If you think the senior executives at your organisation are free from unconscious bias, think again.
At the workplace, business decisions and employee performance reviews are often clouded by bias. Employees use stereotypical beliefs when interacting with each other- while leaders are unconsciously partial towards their ‘favourite’ employees. If you want to know more about how to eliminate bias in your organisation, we have some tips.
Different types of unconscious bias in the workplace
We are all vulnerable to a number of different biases. We’ve listed some of the most common ones below:
The tendency to like other people who are similar to us. This can have an impact on recruitment, especially when hiring managers select candidates based on personal preference, not culture fit and work credentials.
When one positive or negative characteristic influences your overall impression of a person. A classic example is that attractive people are often perceived to be more sociable and successful. This can influence hiring decisions and progression within the company.
The tendency to form stereotypes and assumptions about certain groups that make it extremely difficult to make an objective judgement about individual members of those groups.
The tendency for someone to seek information that confirms pre-existing beliefs or assumptions. In the process they often overlook information that does not support their initial impression.
Out of a desire to fit into a particular group, individuals will suppress their own opinions to avoid upsetting the perceived group consensus. Some people can lose part of their identities as a result, which leads to less creativity and innovation across the organisation.
Organisations around the world are taking notice
The National Bureau of Economic Research in USA conducted a field experiment on labour market discrimination, and the results are startling. It discovered that “Job applicants with white names needed to send about 10 resumes to get one callback; those with African-American names needed to send around 15 resumes to get one callback.” Alarmed with this finding, UK’s Prime Minister David Cameron declared that UK’s university admissions service will conduct “name-blind” applications from 2017. Organisations like the civil service, BBC, NHS, KPMG, HSBC, Deloitte and Virgin Money followed suit. The point being made is clear: successful organisations acknowledge the existence of unconscious bias in making decisions, and want to do something about it.
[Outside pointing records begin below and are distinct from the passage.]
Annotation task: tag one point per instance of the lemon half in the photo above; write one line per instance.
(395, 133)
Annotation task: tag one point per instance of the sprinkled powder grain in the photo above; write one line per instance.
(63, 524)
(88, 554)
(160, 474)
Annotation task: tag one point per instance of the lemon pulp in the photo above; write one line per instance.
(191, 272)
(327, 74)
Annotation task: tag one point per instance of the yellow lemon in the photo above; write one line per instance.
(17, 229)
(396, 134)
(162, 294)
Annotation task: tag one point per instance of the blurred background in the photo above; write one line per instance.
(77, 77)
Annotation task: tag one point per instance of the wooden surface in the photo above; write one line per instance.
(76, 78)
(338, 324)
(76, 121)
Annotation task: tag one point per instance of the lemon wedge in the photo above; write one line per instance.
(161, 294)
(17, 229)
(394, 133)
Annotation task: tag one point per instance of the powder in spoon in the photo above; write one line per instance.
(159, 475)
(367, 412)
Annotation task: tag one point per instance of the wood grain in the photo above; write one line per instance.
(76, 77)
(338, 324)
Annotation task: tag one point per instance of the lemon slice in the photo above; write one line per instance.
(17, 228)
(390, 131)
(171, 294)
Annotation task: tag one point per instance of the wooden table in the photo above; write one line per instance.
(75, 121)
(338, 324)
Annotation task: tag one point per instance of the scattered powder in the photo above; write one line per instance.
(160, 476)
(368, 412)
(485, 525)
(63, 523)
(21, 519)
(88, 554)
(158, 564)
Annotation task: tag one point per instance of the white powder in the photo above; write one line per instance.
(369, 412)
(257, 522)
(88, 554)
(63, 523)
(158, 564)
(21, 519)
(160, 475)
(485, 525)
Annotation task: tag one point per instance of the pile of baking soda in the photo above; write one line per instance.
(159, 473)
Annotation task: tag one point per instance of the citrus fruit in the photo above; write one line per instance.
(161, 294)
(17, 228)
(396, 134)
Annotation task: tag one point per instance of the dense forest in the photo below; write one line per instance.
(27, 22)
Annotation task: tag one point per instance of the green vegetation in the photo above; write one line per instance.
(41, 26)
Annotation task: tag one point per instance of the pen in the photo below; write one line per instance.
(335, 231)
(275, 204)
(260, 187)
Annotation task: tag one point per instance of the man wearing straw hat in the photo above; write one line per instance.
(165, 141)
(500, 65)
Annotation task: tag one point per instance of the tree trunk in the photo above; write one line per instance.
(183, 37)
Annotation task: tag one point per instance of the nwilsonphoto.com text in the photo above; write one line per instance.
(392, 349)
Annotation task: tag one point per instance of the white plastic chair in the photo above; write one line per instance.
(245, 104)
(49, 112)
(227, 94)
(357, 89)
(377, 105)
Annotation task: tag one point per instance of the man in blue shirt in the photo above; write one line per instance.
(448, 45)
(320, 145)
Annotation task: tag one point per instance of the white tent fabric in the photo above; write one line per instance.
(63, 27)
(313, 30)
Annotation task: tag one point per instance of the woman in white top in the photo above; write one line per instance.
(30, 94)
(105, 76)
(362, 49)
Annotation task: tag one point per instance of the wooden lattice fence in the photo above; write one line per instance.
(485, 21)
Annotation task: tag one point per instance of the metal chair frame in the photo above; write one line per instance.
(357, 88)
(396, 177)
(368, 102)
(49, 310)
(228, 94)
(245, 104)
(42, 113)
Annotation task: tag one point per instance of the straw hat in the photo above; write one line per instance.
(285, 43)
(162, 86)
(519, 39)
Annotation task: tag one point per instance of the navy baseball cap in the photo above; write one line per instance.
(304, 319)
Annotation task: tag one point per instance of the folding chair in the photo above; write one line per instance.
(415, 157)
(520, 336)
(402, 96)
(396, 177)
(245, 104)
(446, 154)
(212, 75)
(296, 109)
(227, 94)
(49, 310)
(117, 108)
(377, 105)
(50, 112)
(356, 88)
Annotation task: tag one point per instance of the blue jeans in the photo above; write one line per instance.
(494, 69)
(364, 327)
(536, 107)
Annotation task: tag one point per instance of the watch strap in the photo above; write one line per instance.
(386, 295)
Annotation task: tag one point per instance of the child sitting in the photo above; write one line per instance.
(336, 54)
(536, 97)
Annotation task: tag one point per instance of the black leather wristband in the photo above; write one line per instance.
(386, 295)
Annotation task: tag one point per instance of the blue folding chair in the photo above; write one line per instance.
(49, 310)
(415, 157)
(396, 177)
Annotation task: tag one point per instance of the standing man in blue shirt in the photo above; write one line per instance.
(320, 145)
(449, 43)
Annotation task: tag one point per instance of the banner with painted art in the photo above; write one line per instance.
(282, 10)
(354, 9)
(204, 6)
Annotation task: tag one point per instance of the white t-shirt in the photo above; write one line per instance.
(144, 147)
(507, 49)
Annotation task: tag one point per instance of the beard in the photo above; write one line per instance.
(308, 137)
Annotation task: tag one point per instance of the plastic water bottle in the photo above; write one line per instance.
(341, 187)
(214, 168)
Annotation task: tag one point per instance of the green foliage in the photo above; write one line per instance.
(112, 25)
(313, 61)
Why bias in bad for business
Curbs diversity: As can be easily deduced from how unconscious bias works, it results in people from similar backgrounds and identities eventually sidelining anyone who’s different. This could be disastrous for business, as the team has limited skill and cultural diversity– which will eventually affect overall productivity.
Obscures flaws: Bias could affect the way we review the performance of employees. For example, it would lead to certain employees to be evaluated more favourably than others. As the said employee’s flaws thus remain hidden, it becomes difficult to work on improving performance and developing better skills.
How to eliminate bias in your workplace
1.Identify the bias hotspots
Firstly, have a look at all the processes and procedures that occur in your organisation. From making hiring decisions to analysing employee performances, identify the processes which rely highly on human interaction and judgment. It’s likely that these are the most bias-ridden. Additionally, you can survey employees to examine employee opinions about how inclusive they feel the workplace is.
2.Talk about the problem
Due to the nature of human psychology, it’s almost inevitable to have some form of unconscious bias at play in the office. However, it’s important to acknowledge that this problem exists, as trying to cover up the presence of bias can be highly counterproductive. Engage senior executives and managers in discussing the impact of bias, and together develop new practices and tips to increase impartiality. Azmat Mohammed, director general of the Institute of Recruiters said, “the reality is that people carrying out interviews, at the next stage on from applications, are humans. The thing is for them to be able to analyse their own biases. Everybody has them and businesses are working to address this issue.”
3. Involve everyone in designing a solution
Once the main bias-prone processes have been identified, engage all relevant team members to design a solution. Decide what the best way forward would be, to reduce partiality and boost fairness. For example, Deloitte has introduced a new graduate selection method in order to reduce “unconscious bias.” Recruiters at Deloitte will now not know where candidates went to school or university. Depending on your organisation’s functioning, develop innovative solutions to tackle bias.
4. Increase awareness
Prevention is always more convenient than cure, so invest resources in increasing your team’s awareness about how bias affects the organisation. Encourage better communication and relationship-building between employees of various backgrounds, to lessen pre-determined notions. Additionally, those in charge of evaluating employee performances should acknowledge the possibility of their decisions being influenced by unconscious bias, and should consciously work to avoid it.
5. Review the results
Once you’ve adopted strategies to eliminate bias at the workplace, review how effective these have been. The best way to do this would be to use data from employee opinions, experiences and feedback, which can provide a much more objective outlook about how effective the anti-bias measures have been.
Unconscious bias in the workplace can affect skill diversity and impact overall productivity. Acknowledge and identify where bias exists in your organisation. Use data from employee opinions and involve team members to design solutions to improve fairness.